Watermarks¶

TL;DR A watermark is a JSON object stored by the metadata provider and parsed by WatermarkManager. The __datetime__ sentinel lets datetime values round-trip through JSON losslessly.

Contract¶

BaseMetadataProvider.get_watermark(dataflow_id: str) -> Optional[str] — returns raw JSON text (or None).
BaseMetadataProvider.update_watermark(dataflow_id, watermark_value, *, job_id, dataflow_run_id) — persists raw serialised watermark text.
WatermarkManager.get_watermark(dataflow_id: str) -> Dict[str, Any] | None — deserialises via WatermarkSerializer.
WatermarkManager.save_watermark(dataflow_id, watermark: Dict[str, Any], *, job_id=None, dataflow_run_id=None) — serialises and delegates persistence to the metadata provider.

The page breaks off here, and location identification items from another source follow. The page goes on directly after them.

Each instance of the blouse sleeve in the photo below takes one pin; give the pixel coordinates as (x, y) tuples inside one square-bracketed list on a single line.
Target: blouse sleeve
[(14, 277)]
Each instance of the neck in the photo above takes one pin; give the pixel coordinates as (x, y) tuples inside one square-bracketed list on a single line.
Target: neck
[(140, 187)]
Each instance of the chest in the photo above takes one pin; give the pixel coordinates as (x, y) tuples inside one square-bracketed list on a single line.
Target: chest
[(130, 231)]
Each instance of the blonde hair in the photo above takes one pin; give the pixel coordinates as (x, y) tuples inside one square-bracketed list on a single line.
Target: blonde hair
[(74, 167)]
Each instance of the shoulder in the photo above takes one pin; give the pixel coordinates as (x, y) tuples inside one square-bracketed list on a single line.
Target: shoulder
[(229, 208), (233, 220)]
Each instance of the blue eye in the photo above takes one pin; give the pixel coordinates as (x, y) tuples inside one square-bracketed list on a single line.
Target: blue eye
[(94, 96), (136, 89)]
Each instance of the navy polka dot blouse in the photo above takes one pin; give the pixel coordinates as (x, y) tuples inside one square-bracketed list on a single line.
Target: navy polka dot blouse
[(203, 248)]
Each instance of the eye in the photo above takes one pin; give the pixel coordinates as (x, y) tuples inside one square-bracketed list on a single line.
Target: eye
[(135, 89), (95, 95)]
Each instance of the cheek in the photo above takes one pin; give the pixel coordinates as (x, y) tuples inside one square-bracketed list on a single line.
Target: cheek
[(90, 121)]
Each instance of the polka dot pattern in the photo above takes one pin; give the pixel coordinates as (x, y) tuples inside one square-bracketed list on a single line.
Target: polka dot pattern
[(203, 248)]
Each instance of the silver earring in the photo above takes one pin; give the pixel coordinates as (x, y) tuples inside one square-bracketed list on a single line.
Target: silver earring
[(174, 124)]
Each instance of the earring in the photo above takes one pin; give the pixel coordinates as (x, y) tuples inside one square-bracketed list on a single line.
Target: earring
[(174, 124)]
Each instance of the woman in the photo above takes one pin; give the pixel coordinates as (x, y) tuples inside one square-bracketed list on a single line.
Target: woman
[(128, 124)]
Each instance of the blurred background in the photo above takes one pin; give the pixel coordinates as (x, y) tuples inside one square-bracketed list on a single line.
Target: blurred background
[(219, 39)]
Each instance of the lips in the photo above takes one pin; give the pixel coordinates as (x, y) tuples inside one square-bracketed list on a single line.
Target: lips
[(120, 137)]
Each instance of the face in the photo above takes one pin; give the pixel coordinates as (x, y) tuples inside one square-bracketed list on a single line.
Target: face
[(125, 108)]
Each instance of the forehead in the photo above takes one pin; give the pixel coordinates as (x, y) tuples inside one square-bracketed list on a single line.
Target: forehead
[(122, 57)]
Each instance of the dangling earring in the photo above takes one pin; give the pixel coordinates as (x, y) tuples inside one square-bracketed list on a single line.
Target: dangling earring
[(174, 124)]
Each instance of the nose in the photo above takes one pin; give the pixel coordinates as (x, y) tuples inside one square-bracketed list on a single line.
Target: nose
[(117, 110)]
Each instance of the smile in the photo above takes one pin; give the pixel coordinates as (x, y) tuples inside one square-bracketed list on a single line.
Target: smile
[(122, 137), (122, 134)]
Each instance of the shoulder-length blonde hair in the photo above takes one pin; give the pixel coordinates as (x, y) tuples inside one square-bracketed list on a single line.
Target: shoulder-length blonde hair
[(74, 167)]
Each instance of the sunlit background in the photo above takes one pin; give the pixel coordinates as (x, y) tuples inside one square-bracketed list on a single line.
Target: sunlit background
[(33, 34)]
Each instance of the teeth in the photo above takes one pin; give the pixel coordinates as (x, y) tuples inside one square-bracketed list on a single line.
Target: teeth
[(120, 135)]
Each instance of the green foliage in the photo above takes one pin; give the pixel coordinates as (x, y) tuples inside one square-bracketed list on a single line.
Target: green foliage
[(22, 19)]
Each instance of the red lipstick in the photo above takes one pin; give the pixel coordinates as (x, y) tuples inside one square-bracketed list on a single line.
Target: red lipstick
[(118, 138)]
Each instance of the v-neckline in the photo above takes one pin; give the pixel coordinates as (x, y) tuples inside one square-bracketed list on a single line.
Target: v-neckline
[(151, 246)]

Providers never touch datetimes. See ADR-0004 for why.

Serialisation format¶

{"updated_at": {"__datetime__": "2026-04-03T09:15:00+00:00"}}

Sentinels handled by WatermarkSerializer:

__datetime__ → datetime.fromisoformat(value)
__date__ → date.fromisoformat(value)
__time__ → time.fromisoformat(value)

Everything else is plain JSON (ints, floats, strings, nested dicts, lists).

Read-side push-down¶

Source readers apply the watermark during the read when possible:

Parquet / Delta / Iceberg — predicate pushdown on the watermark column.
Database (JDBC / connectorx) — appended WHERE watermark_col > ....
API — injected into request params/body via source.configure keys such as watermark_param_mapping, watermark_to_param, watermark_param_location, and watermark_param_format.
CSV / JSON / Excel — full scan, then filter in the engine (fallback).

Watermark operator¶

By default the comparison is > (strict greater-than), meaning "only rows newer than the last saved value". During replay, the driver passes watermark_operator=">=" (inclusive) so that the lower-bound chunk boundary is included in the read. Source readers forward this operator to the engine's apply_watermark_filter method.

Mode	Operator	Semantics
Normal ETL	`>`	Exclusive — skip the exact last-saved row
Replay chunk	`>=`	Inclusive — include the chunk start value

Backward look-back¶

Connection.date_backward reads backward offsets from the configure dict:

configure:
  backward_days: 7
  # or nested:
  backward:
    days: 7
    months: 1
    closing_day: 25

Useful when upstream systems occasionally correct historical rows and you want to replay a window rather than just "> last watermark".

Write-side update¶

After a write succeeds, the source reader's computed watermark is persisted by the driver through WatermarkManager.save_watermark(...). Readers compute the next watermark from the configured source.watermark_columns during the read flow, and the driver saves that value only after the destination write succeeds. On failure nothing is written — the next run retries from the same watermark.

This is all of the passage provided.